The ancient Mah Meri tribe, sometimes referred to as the “Masked Men of Malaysia”, is one of 18 indigenous communities living in Peninsula Malaysia.
They are widely regarded as some of the best mask makers in the world; some of their handicraft have been known to fetch thousands of dollars.
While many of the natives have assimilated into modern life, with jobs in nearby plantations and farms, much care has been taken to ensure that their ancient rituals and customs are documented and preserved.
There is a small gallery/museum and traditional house in the village compound that is open to visitors.

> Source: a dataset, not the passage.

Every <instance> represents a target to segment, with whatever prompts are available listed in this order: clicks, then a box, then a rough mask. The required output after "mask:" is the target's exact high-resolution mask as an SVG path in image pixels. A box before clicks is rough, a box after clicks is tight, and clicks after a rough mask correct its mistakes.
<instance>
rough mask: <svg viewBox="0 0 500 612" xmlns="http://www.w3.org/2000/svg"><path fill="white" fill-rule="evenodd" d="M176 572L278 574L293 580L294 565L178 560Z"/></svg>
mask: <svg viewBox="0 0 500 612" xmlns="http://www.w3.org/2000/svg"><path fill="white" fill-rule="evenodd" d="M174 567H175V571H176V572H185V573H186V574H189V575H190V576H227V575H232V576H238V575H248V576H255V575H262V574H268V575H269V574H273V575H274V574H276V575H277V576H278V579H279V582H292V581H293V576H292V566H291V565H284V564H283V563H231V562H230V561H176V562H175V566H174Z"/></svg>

The village is open throughout the year, but the best time to visit Pulau Carey’s Mah Meri Cultural Village is during Hari Moyang (Ancestor Day), which takes place around March or April each year, Puja Pantai (Oceanic Healing) or during a wedding ceremony.
During the festival, the tribesmen and women wear intricately carved masks and perform the mystifying Tarian Jo-oh (Jungle Dance) and Tarian Topeng (Mask Dance), which are main features of the festival repertoire.
Genuine crafts purchased at the Cultural Village or National Museum bear the United Nations Educational, Scientific and Cultural Organization (UNESCO) Seal of Excellence and come with a certificate of authenticity.
These crafts are handmade out of a rare, reddish swamp hardwood called Nyireh Batu. Each piece has its own story that is related to their ancestral legends.
The Mah Meri tribeswomen are extremely adept at palm weaving. Over here, visitors get to assist them at making headdresses or other decorative items made of palm fronds.